Lakeshore Nutrient and Contaminant Loading: Buzzard's Roost Dam Sampling Station
A project currently underway will help us 'close the loop' in research that examines the amounts of nutrients in Lake Greenwood and their effects on its water quality.
Previous and current water-quality research in the Saluda-Reedy Watershed has focused on nutrient loading into Lake Greenwood from the Reedy and Saluda basins -- that is the amounts of nutrients that enter the lake from the rivers themselves -- as well as the nutrients that enter as a result of land use along the shores of the lake. However, in order to fully understand the nutrient dynamics within Lake Greenwood scientists need to know how much nutrients are being exported over the dam.
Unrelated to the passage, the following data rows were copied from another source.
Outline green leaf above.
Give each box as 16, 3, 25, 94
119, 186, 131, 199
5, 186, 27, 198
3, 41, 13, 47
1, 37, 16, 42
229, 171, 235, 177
In March 2006, an automatic sampling station was installed on the Buzzard's Roost dam at the base of Lake Greenwood. Powered by solar panels, the station collects daily water samples via a long tube that runs down the face of the dam. Dr. Steven Klaine and John Smink, scientists from Clemson University's Environmental Toxicology Institute, and a team of graduate students will analyze these samples, taking into account the rate of water flow at the time of sampling, in order to calculate the quantity of nutrients being exported through the dam. The researchers will then be able to compute the quantity of nutrients being retained within the lake either in biomass (algae) or through sedimentation.
In the near term, these data will be incorporated into the nutrient-dynamics model currently under development with the goal of making the model more accurate. Ultimately, the sum of all these efforts will help decision-makers and regulators prioritize where we place our nutrient reduction practices and may suggest better reservoir management strategies.